Hiromi Kawakami is one of Japan’s most celebrated novelists but only a few of her works have been translated into English. She is known for “offbeat” fiction and in some ways her latest novel, set in a small ‘thrift shop’ in Tokyo, fits that bill. But it is also beautifully observed and the characters, while odd, feel real.
Mr Nakano, the ageing shop owner surrounds himself with what can only be described as bric-a-brac – old ashtrays, bowls, paperweights – and has a growing on-line auction businesses. The Nakano Thrift Shop has a strong ongoing narrative (although one that takes a while to get going) but is told as a series of tales, often based around an item in the shop or one of the odd range of customers who frequent the store. The narrator of these tales is Hitomi, a young woman who works in the shop and finds herself becoming besotted by her fellow worker Takeo.

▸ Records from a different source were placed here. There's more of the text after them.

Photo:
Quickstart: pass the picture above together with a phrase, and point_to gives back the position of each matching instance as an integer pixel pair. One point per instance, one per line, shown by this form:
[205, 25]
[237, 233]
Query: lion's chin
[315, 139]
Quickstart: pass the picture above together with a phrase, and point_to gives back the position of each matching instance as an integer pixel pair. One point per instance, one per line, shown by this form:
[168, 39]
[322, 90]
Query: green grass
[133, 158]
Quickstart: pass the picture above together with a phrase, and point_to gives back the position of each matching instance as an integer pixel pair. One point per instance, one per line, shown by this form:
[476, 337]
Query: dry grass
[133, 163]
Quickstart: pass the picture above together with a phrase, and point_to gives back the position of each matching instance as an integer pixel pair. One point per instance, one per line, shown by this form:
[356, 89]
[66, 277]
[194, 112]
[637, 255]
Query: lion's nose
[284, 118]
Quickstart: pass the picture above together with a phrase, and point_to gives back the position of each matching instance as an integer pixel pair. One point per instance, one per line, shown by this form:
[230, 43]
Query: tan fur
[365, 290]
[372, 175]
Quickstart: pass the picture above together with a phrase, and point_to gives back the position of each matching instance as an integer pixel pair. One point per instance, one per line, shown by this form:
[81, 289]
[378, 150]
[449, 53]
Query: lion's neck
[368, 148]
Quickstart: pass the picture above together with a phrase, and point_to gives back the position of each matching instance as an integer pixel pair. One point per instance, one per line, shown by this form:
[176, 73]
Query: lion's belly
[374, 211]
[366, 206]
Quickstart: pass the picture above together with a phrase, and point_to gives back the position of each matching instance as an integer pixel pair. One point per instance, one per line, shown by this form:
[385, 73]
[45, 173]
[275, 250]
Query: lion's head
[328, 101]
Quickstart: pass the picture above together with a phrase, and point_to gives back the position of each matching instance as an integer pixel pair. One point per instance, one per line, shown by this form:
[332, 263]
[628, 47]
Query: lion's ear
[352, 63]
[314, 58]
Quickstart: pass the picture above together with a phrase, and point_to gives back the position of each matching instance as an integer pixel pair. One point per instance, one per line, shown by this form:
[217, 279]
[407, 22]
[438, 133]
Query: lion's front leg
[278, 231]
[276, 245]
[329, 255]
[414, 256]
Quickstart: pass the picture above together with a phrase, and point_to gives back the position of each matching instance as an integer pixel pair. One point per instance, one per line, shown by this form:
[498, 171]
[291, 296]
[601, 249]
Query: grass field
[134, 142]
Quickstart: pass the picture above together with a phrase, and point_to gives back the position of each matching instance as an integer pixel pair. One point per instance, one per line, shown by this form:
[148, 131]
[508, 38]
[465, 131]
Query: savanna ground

Takeo is a taciturn character and the two develop a fairly chaste on again off again relationship. In the meantime, Mr Nakano is having one, and possibly more, affairs and his sister Masayo, who also spends time in the shop and provides relationship advice to Hitomi, is starting a relationship with an old flame, Mr Maruyama.
he word quirky could be used to describe The Nakano Thrift Shop and its characters but actually it is better to think of it as uniquely Japanese. The shop itself, filled with objects one step away from being junk, is like a world out of time and the activities and conversations that take place there are often eccentric but also true and often deep. Many of the tales revolve around love, sex and relationships. One involves some nude photos, another is about an erotic manuscript, one involves a customer trying to work out what to do with an expensive present from an ex-lover. These stories are all filtered through Hitomi’s oblique view of the world and help her make sense of her own life and the lives of others.
Alison Markin Powell’s translation seems to capture the essence of Kawakami’s style, so that even through the lens of translation, reading The Nakano Thrift Shop feels like a trip to Japan. But while Kawakami subtly captures the spirit of modern, urban Japan and its people she also tells stories and deals with issues that are ultimately universal.